La rivière Sepik qui s'écoule sur le bassin versant Est de la Papouasie Nouvelle-Guinée (PNG), et les eaux côtières reflétant les apports d'eau via le ruissèlement le long du volcan Rabaul présentent des compositions isotopiques similaires à celle de la croute continentale, soit respectivement δ56Fe = 0.06 ± 0.05 ‰ et 0.07 ± 0.03 ‰. Les sédiments marins profonds prélevés à l'interface sédiments/eau de mer au niveau de la marge de PNG présentent une signature isotopique proche de la valeur crustale mais légèrement plus lourde, 0.14 ± 0.07‰. Enfin, les aérosols marins présentent une signature isotopique lourde dans la mer de Bismarck et dans l'océan Pacifique équatorial, en moyenne 0.31 ± 0.21‰. Ces aérosols sont très probablement d'origine continentale et ce sont vraisemblablement les processus qu'ils subissent au cours de leur transport, tels que la photoréduction ou l'oxydation. Un échantillon d'aérosol isolé, présente une composition isotopique distincte, de 0.16 ± 0.06‰ qui pourrait être attribuée à d'importants feux de biomasse en Amérique du Sud.
Dans l'eau de mer, le Fe est principalement présent sous forme particulaire. Les différences de compositions isotopiques du fer mesurées nous ont permis de distinguer différentes sources de fer dans différentes masses d'eau. La plupart des échantillons semblent être enrichis en fer particulaire d'origine continentale, apporté notamment via le ruissèlement et le transport sur le plateau et le talus continental. Cependant, les aérosols pourraient être responsables d'enrichissements dans les eaux de surface du détroit de Vitiaz et dans les eaux de surface situées plus au large, et l'hydrothermalisme sous-marin est probablement responsable des enrichissements en isotopes légers observés au large de la Nouvelle-Irlande. Dans la quasi-totalité cas, les échantillons de fer présentent une composition isotopique plus lourde dans leur forme dissoute que dans leur forme particulaire. Cette observation suggère un équilibre isotopique témoignant d'échanges permanents entre les deux phases du fer, semblable au modèle de scavenging réversible ou au modèle de « boundary exchange» proposé pour le Nd.

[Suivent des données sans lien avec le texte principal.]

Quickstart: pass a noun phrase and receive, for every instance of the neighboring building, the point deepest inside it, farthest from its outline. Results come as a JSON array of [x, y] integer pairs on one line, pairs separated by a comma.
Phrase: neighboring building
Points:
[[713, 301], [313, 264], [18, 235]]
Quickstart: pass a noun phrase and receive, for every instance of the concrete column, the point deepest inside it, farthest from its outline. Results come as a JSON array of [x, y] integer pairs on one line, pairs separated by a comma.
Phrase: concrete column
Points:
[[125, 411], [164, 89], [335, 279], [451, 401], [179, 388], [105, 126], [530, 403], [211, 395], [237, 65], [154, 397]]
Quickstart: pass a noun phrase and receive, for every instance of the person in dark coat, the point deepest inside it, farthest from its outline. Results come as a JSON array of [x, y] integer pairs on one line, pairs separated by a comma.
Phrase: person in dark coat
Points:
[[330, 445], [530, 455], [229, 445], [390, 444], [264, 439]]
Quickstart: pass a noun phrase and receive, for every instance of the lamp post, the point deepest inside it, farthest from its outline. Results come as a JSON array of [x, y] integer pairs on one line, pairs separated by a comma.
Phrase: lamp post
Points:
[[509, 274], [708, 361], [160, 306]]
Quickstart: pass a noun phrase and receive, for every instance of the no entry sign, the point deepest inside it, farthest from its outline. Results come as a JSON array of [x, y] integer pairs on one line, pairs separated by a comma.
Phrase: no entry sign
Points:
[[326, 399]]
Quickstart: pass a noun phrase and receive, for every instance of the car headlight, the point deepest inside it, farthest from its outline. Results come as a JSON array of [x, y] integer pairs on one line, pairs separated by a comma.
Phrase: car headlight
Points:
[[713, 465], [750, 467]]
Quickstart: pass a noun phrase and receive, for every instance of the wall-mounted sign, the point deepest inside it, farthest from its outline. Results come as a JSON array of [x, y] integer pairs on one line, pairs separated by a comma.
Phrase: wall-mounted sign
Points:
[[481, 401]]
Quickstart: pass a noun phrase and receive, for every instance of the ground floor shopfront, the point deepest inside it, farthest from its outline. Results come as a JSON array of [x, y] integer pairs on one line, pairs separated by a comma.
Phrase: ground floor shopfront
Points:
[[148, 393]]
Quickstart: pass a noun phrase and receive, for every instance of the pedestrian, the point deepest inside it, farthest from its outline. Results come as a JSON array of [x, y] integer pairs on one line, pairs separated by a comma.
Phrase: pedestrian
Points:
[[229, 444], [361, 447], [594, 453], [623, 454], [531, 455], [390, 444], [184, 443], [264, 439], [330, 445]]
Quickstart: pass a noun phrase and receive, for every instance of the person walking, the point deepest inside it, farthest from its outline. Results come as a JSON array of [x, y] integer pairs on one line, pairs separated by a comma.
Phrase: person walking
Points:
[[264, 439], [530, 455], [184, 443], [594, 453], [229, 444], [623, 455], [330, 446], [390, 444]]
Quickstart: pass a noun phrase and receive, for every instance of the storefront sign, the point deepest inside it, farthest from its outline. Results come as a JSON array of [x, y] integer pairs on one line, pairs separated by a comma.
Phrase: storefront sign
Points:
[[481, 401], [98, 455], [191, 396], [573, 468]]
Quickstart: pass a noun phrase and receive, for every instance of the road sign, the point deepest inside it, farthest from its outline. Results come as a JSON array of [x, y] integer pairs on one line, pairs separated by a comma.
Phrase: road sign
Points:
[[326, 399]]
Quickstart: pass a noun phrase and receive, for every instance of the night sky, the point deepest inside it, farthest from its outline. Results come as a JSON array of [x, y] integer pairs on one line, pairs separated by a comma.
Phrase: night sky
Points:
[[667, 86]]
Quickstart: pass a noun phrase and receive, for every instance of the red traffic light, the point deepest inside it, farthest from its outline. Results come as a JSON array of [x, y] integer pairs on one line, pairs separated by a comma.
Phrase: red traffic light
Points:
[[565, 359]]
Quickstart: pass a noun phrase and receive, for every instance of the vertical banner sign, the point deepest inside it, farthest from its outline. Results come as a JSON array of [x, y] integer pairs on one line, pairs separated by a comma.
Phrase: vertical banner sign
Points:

Ces échanges seraient associés à un coefficient de fractionnement isotopique de ∆56FeDFe – PFe = 0.27 ± 0.25‰ qui suggère que ces échanges résultent en un flux net de libération non-réductrice du fer dissous estimé, à partir d'un modèle en boîte, comme étant compris entre 60 ± 2 et 1 633 ± 5 µmol de fer dissous par m2 de la marge en contact avec la masse d'eau et par .jours. En extrapolant ces résultats à l'échelle globale, on estime que les processus de libération non-réductrice du fer pourraient apporter en moyenne 366 Tg de fer dissous par an. Ce processus pourrait alors constituer l'une des sources les plus importantes de fer dissous à l'océan, influençant les estimations de temps de résidence et de puits. De plus, de tels processus pourraient également concerner d'autres éléments micronutritifs, que le fer. Il est donc absolument nécessaire de tenir compte des processus de libération non-réductrice du fer dans les bilans globaux.

 
Résumé de la thèse en anglais:  

Iron availability is a limiting factor for phytoplankton growth in some areas of the world ocean, such High Nutrient Low Chlorophyll area, such the eastern Pacific Ocean. It can impact the carbon pump. However, many aspects of the Fe oceanic cycle remain unknown. In particular, significant uncertainties remain about the Fe sources to the open ocean and its internal cycle. In order to improve our understanding about the Fe cycle and to provide a better quantification of its sources, I have studied during my PhD the isotopic composition distributions of Fe in its potential sources and in dissolved and particulate fraction of seawater in the western equatorial Pacific Ocean.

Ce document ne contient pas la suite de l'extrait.